Indian Chenda exponent (born 1958)

Kalamandalam Unnikrishnan is an Indian percussionist from Kerala. He is an exponent of Chenda. He received the Kerala Sangeetha Nataka Akademi Award for Kathakali Chenda in 2019 and Kerala Kalamandalam Fellowship for Chenda in 2022.

==Biography==
M. Unnikrishnan popularity known as Kalamandalam Unnikrishnan was born on October 10, 1958, as eldest of six children of Ramakrishnan Nair and Maniattu Dakshayani Amma, in Kolathur in Malappuram district of Kerala. His father who was a daily-wage labourer in Kolathur was also a part-time ritualistic chenda player at a temple near his house. His brother Kottakkal Ravi is a Maddalam exponent at the Kottakkal PSV Natya Sangh. He started learning Chenda under Narayana Kurup at the age of eight. Later he joined Kerala Kalamandalam and studied chenda under Chandra Mannadiyar and Achunni Pothuval.

===Personal life===
Unnikrishnan and his wife Kalamandalam Sudha, who is a classical dancer, have two daughters, Sreeranjini and Kavyashree.

==Career==
After completing studies, Unnikrishnan joined his alma mater Kerala Kalamandalam as a Chenda teacher in 1982. He retired as principal of Kerala Kalamandalam Deemed University in 2015.

Unnikrishnan also served as the president of the Kathakali Artists Association.

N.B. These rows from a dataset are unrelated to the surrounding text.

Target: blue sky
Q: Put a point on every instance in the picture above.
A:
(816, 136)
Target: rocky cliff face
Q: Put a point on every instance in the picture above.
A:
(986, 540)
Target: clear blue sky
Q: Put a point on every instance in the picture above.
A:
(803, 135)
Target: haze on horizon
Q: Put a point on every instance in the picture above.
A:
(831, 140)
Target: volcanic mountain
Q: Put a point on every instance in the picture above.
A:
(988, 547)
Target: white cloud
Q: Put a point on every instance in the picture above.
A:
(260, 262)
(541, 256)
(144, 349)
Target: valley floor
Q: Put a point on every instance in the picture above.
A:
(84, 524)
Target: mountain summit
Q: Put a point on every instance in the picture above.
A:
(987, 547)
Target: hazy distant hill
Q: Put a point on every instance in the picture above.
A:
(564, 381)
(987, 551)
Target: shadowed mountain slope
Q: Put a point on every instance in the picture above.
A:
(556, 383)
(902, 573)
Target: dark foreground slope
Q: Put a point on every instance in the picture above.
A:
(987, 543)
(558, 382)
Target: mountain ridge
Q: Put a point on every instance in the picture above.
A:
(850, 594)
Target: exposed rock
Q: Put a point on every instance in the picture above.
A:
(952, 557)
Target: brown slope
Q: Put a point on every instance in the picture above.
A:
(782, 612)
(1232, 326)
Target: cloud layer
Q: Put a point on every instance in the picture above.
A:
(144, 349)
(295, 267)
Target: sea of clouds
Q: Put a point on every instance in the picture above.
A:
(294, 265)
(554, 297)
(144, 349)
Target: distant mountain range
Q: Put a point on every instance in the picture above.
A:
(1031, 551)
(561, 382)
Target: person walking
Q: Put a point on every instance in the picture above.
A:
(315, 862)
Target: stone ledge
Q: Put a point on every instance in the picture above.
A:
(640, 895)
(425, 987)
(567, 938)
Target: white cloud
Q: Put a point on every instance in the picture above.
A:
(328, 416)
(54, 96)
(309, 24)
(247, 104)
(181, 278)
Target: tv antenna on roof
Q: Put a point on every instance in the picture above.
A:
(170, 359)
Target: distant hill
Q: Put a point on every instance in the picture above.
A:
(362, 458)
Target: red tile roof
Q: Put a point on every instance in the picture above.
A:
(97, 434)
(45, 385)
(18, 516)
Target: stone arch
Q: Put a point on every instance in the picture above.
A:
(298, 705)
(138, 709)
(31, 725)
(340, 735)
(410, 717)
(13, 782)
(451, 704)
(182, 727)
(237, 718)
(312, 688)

As a performer Unnikrishnan mainly plays Chenda as background music for Kathakali performances.

==Works on him==
Melaprayanam: The Saga of a Drummer directed by filmmaker Vinu Vasudevan is a documentary on the life of Kalamandalam Unnikrishnan.

==Awards and honors==
In 2019, Unnikrishnan received the Kerala Sangeetha Nataka Akademi Award for Kathakali Chenda for the year 2018. In 2022, he has been awarded the Kerala Kalamandalam Fellowship for Chenda, for the year 2021.